La preuve de l'efficacité des interdictions se trouve dans les rivières et sur les rivages partout au Canada. Les personnes qui mènent des opérations de nettoyage des déchets et des littoraux témoignent que ces interdictions fonctionnent.
Ocean Wise a présenté plusieurs années de données issues de ses nettoyages annuels, révélant que le nombre de sacs, d'ustensiles et de pailles en plastique à usage unique trouvés par les participants avait chuté de façon spectaculaire après 2022, alors que les plastiques non visés par les interdictions, en particulier les gobelets de café et couvercles à usage unique, ont presque doublé depuis 2017.

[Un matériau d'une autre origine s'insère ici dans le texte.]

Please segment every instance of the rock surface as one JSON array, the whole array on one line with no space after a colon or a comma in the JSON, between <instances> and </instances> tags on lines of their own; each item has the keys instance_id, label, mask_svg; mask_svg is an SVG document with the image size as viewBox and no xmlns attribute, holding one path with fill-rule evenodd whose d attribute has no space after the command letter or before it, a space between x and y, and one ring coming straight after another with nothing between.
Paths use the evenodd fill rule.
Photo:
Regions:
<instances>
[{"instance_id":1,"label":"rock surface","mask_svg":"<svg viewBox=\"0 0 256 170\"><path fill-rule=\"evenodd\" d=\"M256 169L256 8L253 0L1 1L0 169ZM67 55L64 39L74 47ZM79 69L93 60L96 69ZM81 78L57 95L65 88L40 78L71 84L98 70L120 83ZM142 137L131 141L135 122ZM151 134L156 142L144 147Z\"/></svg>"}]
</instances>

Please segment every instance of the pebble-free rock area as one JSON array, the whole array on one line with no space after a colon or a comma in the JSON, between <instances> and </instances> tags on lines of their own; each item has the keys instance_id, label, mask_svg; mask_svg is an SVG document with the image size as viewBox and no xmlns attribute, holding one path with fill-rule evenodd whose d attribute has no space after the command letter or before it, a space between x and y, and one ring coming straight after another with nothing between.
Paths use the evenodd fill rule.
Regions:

La Surfrider Foundation Canada a lancé, dès 2016, des opérations de nettoyage dans des secteurs très fréquentés de la côte Ouest de l'île de Vancouver, où l'on trouvait alors des quantités importantes de plastiques à usage unique. Le groupe a contribué à l'adoption des premières interdictions municipales visant les pailles en plastique à usage unique et le polystyrène à Tofino et Ucluelet, ainsi qu'à l'une des premières interdictions locales des sacs à provisions en plastique à usage unique. Ces interdictions municipales et fédérales ont réduit la prévalence des déchets plastiques à usage unique sur les plages de la côte Ouest, mais Surfrider a continué de plaider pour des interdictions élargies, célébrant une interdiction locale visant des bouteilles d'eau de petit format à Tofino cette année et souhaitant maintenant l'instauration d'une interdiction des gobelets et couvercles de café à usage unique dans un avenir rapproché.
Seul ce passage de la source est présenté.